The consumer industry drives a fundamental paradigm in the way users interact and personalize devices by transmitting small amounts of data from these devices in the monitoring, controlling and sensing functionalities imbedded in them.
51% of the world’s population in 2017 are occupants of the Zettabyte era where it is estimated that we are reaching a data consumption of 1.2 Zettabyte or 1.2 billion Terabyte.
A bold statement by former CEO of CISCO, John Chambers states that there will 50 billion devices online within 5 years.
This may not be a bloated estimation, considering the fact that Facebook application alone consumes a daily rate of 600 Terabyte of data from user interactions.
Executive Chairman of Google, Eric Schmidt has disclosed a sterling statistic which states that we create as much information in two days now as we did from the dawn of man through 2003.
Globally 8.4 billion things will be interconnected to the Internet of Things in 2017 according to Gartner Report and it goes on to state that 5 billion of which will be consumer appliances alone.
The more connected things we have, the more the rise of the data economy and how well information can be structured for the improvement of life and modernization of culture.

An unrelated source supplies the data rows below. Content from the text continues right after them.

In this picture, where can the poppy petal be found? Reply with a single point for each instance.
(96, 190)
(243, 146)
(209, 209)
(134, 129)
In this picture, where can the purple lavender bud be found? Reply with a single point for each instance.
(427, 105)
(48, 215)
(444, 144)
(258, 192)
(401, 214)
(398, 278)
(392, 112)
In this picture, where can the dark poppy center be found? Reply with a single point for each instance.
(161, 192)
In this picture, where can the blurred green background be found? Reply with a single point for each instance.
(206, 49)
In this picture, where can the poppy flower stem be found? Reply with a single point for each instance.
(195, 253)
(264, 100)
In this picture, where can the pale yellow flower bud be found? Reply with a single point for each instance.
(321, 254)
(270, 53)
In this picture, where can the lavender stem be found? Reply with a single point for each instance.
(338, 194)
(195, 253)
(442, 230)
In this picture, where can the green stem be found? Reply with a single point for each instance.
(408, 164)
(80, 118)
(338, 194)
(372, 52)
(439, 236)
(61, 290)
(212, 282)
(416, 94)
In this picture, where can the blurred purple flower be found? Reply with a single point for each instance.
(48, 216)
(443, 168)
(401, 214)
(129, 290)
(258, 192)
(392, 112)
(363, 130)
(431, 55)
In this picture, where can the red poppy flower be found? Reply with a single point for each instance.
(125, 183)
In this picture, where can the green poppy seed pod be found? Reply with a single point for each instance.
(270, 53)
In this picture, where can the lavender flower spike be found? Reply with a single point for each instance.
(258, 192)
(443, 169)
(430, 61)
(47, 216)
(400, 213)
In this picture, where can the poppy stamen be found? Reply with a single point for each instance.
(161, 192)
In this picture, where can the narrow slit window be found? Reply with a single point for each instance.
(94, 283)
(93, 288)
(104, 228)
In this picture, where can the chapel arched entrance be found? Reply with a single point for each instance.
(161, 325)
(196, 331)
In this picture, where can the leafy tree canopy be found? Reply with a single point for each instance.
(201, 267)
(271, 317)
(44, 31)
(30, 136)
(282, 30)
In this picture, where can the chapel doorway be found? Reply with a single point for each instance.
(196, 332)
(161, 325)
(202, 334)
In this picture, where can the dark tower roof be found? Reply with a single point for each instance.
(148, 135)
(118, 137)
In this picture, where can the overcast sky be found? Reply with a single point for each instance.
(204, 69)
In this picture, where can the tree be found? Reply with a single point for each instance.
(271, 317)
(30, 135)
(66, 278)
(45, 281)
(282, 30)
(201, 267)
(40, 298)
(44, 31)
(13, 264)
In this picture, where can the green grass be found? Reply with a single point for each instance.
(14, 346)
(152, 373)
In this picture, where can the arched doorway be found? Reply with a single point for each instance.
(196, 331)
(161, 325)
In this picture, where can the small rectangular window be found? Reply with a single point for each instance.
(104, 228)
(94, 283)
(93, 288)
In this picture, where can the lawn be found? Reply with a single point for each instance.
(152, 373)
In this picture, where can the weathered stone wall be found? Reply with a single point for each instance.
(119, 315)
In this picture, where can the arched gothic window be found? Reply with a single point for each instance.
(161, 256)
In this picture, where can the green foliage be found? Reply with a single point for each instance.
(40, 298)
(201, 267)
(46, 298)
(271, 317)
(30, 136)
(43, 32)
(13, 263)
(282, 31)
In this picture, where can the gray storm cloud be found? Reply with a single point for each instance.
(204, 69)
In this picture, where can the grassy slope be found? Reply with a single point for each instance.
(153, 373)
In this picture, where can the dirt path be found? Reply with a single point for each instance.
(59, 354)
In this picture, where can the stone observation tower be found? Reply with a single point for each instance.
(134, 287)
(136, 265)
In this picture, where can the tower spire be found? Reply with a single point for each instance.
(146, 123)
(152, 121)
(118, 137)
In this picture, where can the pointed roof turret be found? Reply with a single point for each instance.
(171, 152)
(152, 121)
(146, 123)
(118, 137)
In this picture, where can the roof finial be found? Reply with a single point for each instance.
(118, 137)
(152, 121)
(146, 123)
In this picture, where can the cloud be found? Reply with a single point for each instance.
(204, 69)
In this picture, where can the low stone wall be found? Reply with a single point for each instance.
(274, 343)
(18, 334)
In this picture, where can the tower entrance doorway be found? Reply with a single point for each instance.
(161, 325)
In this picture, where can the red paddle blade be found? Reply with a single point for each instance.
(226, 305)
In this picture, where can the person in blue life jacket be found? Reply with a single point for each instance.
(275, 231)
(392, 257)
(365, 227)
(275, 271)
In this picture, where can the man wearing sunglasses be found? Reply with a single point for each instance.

IoT is getting rid of our dependence on manual procedures and with a connectivity framework, knowledge sharing and access to information is so crucial and just a matter of time, data quality standards of information will need to be enforced for more things being connected to have a data quality compliance.
A vital interest in the IoT dimension are the collection and storage of data by medical equipment being connected to securely share patient’s medical history and medical research between consultants and medicine research.
Beyond motor vehicle and consumer appliances making waves in IoT, the peak of the paradigm will happen in the near future where “things” like hemodialysis, ventilators, stethoscopes, weight-scale will become intelligent in their data collection and storage capabilities on cloud in the total improvement of health research and the speed of health delivery.